On March 26, 2015, the Company terminated the Credit Agreement, dated as of July 2, 2013, as amended, among the Company; the Lenders from time to time party thereto; JPMorgan Chase Bank, N.A., as administrative agent; Bank of America, N.A., as syndication agent; and CoBank, ACB, Credit Agricole Corporate & Investment Bank, Coöperatieve Centrale Raiffeisen – Boerenleenbank, B.A. “Rabobank Nederland,” New York Branch, Suntrust Bank and Wells Fargo Bank, National Association, as co-documentation agents (filed as Exhibit 10.1 to the Company’s Current Report on Form 8-K on July 8, 2013) (the “Existing Agreement), replacing it with the new Credit Agreement described above.

Item 2.03 Creation of a Direct Financial Obligation or an Obligation under an Off-Balance Sheet Arrangement of a Registrant.

The information set forth in Item 1.01 of this Current Report on Form 8-K is incorporated herein by reference.

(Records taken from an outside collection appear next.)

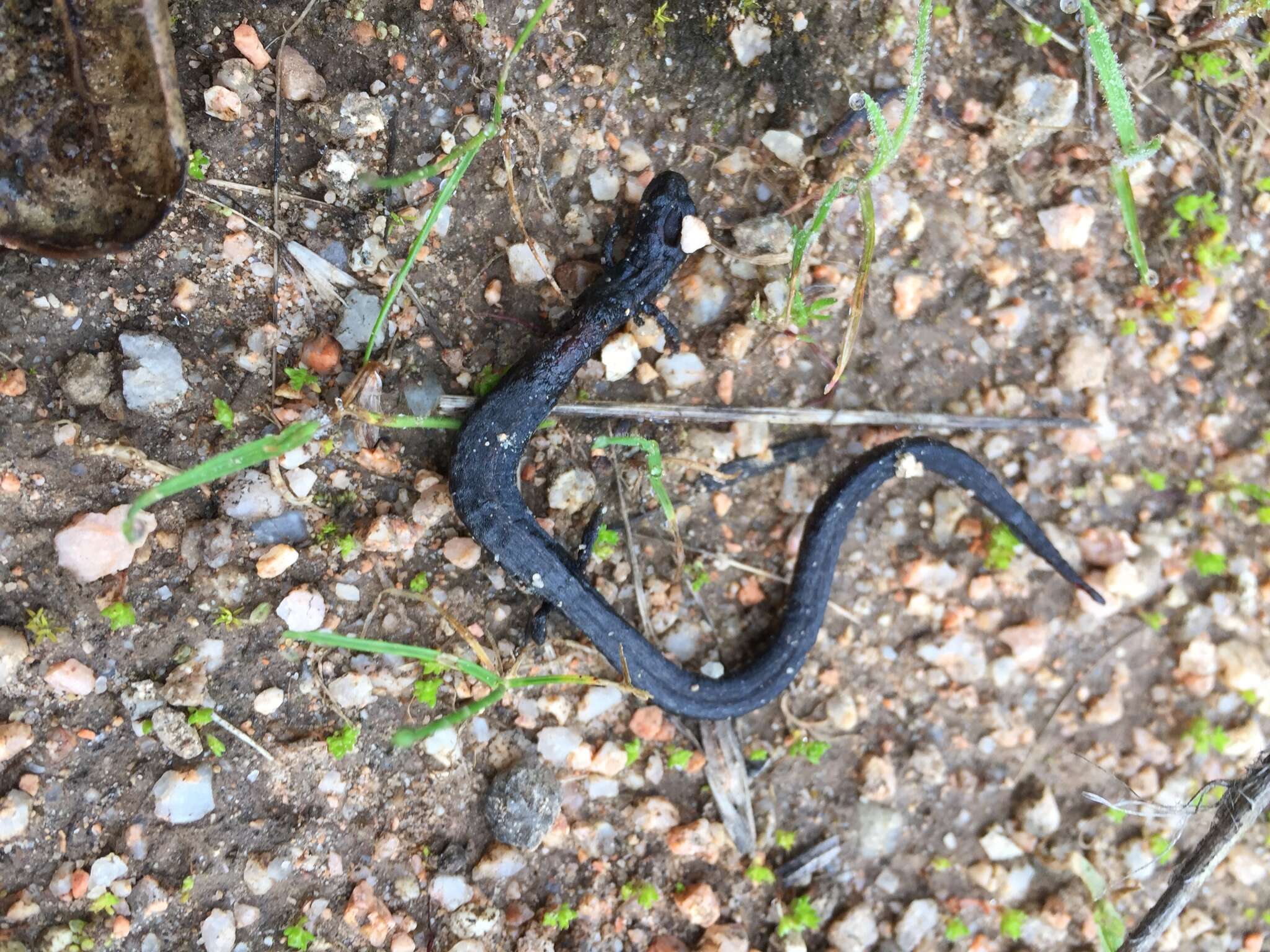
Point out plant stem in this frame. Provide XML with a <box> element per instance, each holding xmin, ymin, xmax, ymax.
<box><xmin>824</xmin><ymin>183</ymin><xmax>877</xmax><ymax>394</ymax></box>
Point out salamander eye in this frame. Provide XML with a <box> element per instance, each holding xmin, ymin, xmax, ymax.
<box><xmin>662</xmin><ymin>208</ymin><xmax>683</xmax><ymax>245</ymax></box>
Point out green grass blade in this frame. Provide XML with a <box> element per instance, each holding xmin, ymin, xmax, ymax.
<box><xmin>393</xmin><ymin>687</ymin><xmax>507</xmax><ymax>747</ymax></box>
<box><xmin>1081</xmin><ymin>0</ymin><xmax>1139</xmax><ymax>152</ymax></box>
<box><xmin>282</xmin><ymin>628</ymin><xmax>505</xmax><ymax>688</ymax></box>
<box><xmin>1111</xmin><ymin>169</ymin><xmax>1150</xmax><ymax>284</ymax></box>
<box><xmin>123</xmin><ymin>420</ymin><xmax>321</xmax><ymax>542</ymax></box>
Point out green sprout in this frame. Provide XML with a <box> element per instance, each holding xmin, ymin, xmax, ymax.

Item 9.01 Financial Statements and Exhibits.

(d) Exhibits

 

10.1 Credit Agreement, dated as of March 26, 2015 among Dean Foods Company; Bank of America, N.A., as Administrative Agent; JPMorgan Chase Bank, N.A. and Morgan Stanley Senior Funding, Inc., as Syndication Agents; CoBank, ACB, Suntrust Robinson Humphrey, Inc., Coöperatieve Centrale Raiffeisen – Boerenleenbank, B.A. “Rabobank Nederland,” New York Branch, Credit Agricole Corporate & Investment Bank, and PNC Bank, National Association, as Co-Documentation Agents; and certain other lenders that are parties thereto.
10.2 Seventh Amended and Restated Receivables Purchase Agreement, dated as of March 26, 2015, among Dairy Group Receivables L.P. and Dairy Group Receivables II, L.P., as Sellers; the Servicers, Companies and Financial Institutions listed therein; and Cooperatieve Centrale Raiffeisen - Boerenleenbank B.A. “Rabobank International”, New York Branch, as Agent.


SIGNATURES

Pursuant to the requirements of the Securities Exchange Act of 1934, the registrant has duly caused this report to be signed on its behalf by the undersigned hereunto duly authorized.

 

Date: March 26, 2015 DEAN FOODS COMPANY
By:

/s/ Chris Bellairs

Chris Bellairs

Executive Vice President and Chief Financial Officer


EXHIBIT INDEX

 

Exhibit
No.

  

Description

10.1    Credit Agreement, dated as of March 26, 2015 among Dean Foods Company; Bank of America, N.A., as Administrative Agent; JPMorgan Chase Bank, N.A. and Morgan Stanley Senior Funding, Inc., as Syndication Agents; CoBank, ACB, Suntrust Robinson Humphrey, Inc., Coöperatieve Centrale Raiffeisen – Boerenleenbank, B.A. “Rabobank Nederland,” New York Branch, Credit Agricole Corporate & Investment Bank, and PNC Bank, National Association, as Co-Documentation Agents; and certain other lenders that are parties thereto.
10.2    Seventh Amended and Restated Receivables Purchase Agreement, dated as of March 26, 2015, among Dairy Group Receivables L.P. and Dairy Group Receivables II, L.P., as Sellers; the Servicers, Companies and Financial Institutions listed therein; and Cooperatieve Centrale Raiffeisen - Boerenleenbank B.A. “Rabobank International”, New York Branch, as Agent.